THE 13 people on death row in Papua New Guinea are expected to be executed this year after PNG Cabinet endorsed the proposed guidelines for the implementation of death penalty, it has been revealed.
Secretary for the Department of Justice and Attorney-General Dr Lawrence Kalinoe told The National yesterday Cabinet had approved the establishment of an inter-agency committee to see its implementation.
Kalinoe said the 13 people on death row had less than a year to live because the Government was adamant on implementing death penalty this year. “The committee will facilitate the implementation of death penalty by this year,” Kalinoe said.
He said the 13 people had exhausted all appeal and constitutional review processes, plus the plea for clemency. He said the death penalty would now be administered. The committee comprises the Departments of Justice and Attorney-General, Correctional Service, Police, Health, Community Development, National Planning and Monitoring, and the National Judiciary Staff Service.
Cabinet approved the guidelines for the three modes of punishment – death by hanging, administration of anaesthetics followed by injection, and death by firing squad.
The Government had earlier announced that facilities for the implementation of the death penalty were likely to be built at Bomana in the National Capital District.
Kalinoe said critics of the death penalty had been claiming that the punishment was barbaric and not Christian in nature.
But he said the Government was convinced that when the death penalty was implemented fully, “it would send out a strong deterrence warning to citizens of this country not to commit crimes that would likely attract the mandatory death sentences”. “The issue of death penalty has been evading us for some time now.

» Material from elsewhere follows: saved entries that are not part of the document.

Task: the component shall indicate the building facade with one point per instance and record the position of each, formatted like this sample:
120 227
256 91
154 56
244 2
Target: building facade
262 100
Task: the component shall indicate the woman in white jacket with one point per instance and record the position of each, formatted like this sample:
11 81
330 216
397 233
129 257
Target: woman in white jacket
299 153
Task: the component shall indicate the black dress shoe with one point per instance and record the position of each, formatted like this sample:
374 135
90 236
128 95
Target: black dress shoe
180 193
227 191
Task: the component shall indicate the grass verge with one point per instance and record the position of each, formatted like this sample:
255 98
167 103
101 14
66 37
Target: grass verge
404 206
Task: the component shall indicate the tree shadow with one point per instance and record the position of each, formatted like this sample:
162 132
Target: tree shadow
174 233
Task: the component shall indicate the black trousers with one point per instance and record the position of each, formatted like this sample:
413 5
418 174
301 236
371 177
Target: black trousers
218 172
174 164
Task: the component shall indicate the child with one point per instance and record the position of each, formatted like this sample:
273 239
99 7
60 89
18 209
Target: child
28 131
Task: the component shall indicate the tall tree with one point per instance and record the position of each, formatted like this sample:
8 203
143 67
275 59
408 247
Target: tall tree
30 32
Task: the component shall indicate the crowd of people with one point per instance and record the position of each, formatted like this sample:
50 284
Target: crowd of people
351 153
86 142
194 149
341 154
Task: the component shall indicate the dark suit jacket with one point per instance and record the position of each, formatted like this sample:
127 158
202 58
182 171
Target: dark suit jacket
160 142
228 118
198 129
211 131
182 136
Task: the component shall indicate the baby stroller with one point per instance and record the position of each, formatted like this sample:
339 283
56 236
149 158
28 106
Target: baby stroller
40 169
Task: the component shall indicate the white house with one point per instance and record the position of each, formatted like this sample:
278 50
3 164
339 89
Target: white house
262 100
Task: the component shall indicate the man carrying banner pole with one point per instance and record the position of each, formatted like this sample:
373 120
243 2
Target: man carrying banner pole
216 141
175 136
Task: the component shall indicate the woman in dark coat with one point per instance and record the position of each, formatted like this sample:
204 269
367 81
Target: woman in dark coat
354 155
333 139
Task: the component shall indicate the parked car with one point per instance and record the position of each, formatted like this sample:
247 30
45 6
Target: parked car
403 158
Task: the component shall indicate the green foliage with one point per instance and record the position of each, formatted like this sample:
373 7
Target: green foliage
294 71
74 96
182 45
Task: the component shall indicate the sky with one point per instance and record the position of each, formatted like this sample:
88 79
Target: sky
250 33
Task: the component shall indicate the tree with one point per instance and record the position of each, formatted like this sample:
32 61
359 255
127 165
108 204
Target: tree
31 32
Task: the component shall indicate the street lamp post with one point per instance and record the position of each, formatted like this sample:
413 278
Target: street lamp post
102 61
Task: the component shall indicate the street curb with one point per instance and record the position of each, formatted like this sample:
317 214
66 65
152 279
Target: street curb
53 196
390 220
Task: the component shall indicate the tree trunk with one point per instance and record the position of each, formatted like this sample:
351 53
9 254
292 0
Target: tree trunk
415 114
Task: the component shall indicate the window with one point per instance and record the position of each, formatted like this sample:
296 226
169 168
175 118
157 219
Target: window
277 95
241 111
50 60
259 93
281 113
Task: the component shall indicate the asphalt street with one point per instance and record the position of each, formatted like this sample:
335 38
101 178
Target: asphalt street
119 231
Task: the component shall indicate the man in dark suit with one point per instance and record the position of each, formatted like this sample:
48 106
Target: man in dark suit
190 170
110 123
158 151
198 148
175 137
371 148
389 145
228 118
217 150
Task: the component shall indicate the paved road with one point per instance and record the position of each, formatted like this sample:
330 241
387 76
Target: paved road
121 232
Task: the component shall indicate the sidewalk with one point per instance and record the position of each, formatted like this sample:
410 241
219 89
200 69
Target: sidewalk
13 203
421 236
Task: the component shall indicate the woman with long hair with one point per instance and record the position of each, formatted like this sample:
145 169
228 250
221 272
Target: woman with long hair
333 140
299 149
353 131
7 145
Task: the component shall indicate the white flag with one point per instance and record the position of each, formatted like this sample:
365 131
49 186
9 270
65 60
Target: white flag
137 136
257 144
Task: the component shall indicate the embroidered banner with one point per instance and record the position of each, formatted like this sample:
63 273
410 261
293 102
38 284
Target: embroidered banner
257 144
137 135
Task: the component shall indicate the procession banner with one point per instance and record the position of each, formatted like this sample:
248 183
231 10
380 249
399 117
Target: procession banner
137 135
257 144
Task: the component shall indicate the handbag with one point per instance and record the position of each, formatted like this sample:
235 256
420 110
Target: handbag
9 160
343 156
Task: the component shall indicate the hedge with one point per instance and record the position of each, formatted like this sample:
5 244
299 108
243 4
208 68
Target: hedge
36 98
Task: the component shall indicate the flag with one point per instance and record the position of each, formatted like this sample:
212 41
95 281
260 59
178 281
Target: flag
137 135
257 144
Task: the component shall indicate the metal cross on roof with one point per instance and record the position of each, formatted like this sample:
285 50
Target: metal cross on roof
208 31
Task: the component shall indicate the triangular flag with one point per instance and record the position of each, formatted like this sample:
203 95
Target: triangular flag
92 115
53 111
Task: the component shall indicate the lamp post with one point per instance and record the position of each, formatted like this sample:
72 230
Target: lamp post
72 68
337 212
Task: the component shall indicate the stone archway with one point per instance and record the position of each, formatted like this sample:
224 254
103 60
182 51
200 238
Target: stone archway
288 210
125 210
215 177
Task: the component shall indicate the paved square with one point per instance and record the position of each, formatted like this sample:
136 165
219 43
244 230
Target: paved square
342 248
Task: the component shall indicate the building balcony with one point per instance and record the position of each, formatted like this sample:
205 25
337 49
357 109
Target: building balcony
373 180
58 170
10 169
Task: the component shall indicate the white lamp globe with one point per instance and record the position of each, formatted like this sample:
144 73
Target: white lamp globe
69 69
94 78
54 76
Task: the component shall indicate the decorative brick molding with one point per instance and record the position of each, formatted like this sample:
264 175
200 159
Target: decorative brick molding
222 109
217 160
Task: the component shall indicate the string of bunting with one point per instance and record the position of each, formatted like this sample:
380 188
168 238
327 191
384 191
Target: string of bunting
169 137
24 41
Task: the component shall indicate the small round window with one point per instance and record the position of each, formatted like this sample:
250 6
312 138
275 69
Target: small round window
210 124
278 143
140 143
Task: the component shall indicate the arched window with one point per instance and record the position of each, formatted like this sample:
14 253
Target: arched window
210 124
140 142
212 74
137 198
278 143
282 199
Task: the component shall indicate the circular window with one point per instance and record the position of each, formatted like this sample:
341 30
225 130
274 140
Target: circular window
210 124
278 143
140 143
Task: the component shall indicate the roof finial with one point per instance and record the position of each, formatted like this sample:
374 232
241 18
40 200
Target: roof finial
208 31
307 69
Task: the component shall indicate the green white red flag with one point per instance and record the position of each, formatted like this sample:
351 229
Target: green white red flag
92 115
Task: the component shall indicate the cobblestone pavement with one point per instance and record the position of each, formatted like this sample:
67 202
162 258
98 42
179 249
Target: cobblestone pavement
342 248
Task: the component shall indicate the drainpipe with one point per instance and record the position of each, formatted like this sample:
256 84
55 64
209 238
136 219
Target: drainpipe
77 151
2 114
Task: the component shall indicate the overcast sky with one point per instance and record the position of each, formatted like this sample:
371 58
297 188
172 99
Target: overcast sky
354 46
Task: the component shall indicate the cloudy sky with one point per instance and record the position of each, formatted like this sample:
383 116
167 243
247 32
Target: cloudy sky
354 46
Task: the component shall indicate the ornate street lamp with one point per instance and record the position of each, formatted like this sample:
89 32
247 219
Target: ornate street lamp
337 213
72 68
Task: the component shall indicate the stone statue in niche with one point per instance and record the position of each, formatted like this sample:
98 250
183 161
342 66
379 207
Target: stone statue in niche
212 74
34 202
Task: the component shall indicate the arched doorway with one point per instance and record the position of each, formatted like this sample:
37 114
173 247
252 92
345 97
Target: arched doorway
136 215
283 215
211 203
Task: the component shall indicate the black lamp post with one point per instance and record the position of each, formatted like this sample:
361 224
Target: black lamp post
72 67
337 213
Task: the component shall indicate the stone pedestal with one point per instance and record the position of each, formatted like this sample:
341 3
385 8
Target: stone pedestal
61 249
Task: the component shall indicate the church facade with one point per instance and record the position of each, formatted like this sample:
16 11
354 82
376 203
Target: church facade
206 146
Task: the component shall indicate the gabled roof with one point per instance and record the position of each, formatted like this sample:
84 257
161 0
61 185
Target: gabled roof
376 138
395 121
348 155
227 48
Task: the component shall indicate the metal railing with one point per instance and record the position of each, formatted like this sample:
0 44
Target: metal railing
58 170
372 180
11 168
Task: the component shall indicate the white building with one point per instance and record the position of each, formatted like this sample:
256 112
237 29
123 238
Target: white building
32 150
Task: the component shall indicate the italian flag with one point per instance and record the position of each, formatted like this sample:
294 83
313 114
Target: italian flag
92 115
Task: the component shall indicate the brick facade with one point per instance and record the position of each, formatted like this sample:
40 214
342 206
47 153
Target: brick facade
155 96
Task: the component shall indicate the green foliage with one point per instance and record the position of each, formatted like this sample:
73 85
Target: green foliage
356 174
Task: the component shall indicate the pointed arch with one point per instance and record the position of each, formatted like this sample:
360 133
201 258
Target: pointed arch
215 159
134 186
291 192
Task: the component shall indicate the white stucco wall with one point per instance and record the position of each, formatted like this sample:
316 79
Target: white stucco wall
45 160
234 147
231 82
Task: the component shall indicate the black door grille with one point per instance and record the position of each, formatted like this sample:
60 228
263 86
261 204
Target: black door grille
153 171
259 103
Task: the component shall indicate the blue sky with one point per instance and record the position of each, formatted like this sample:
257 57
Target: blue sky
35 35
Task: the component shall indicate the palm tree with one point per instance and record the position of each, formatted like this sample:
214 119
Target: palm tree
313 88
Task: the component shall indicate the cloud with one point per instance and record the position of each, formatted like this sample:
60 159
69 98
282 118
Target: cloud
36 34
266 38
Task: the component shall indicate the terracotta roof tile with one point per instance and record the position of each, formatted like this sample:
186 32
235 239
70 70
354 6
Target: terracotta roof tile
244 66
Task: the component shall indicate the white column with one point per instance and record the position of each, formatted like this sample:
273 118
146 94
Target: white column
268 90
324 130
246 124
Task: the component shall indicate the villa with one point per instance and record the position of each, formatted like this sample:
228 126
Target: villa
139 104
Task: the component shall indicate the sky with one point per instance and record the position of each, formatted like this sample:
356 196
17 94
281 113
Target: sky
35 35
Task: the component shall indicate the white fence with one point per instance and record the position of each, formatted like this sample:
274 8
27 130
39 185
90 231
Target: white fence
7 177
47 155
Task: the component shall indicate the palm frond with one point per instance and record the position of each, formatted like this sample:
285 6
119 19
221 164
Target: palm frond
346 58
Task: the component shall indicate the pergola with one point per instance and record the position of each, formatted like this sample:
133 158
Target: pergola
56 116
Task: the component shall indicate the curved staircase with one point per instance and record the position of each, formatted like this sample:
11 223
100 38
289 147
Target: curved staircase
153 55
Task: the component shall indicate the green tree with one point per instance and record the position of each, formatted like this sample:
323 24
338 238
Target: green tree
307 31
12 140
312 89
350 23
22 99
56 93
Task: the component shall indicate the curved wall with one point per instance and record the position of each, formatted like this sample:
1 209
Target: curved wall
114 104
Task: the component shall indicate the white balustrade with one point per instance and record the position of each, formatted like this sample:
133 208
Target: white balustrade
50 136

It is one of the important issues of government,” Kalinoe said.
He pointed out that the death penalty was being implemented in the most sophisticated countries such as the United States of America.
He said some people hid behind “human rights” to criticise the Government about the death penalty.
He said they should realise that the offender never considered his or victim’s “human rights” before killing him or her.
“An accused person’s human rights are considered from the point of arrest to his sentencing in court.
“That person can even appeal for clemency or pardon. So when you look at it, the accused was accorded his human rights compared to the person he killed,” Kalinoe said.
He said there is no issue of illegality as death is a penalty prescribed by the Criminal Code Act Chapter 262 and is therefore sanctioned by Section 35 (1) of the Constitution and allowed under section 289 of the Criminal Code Act.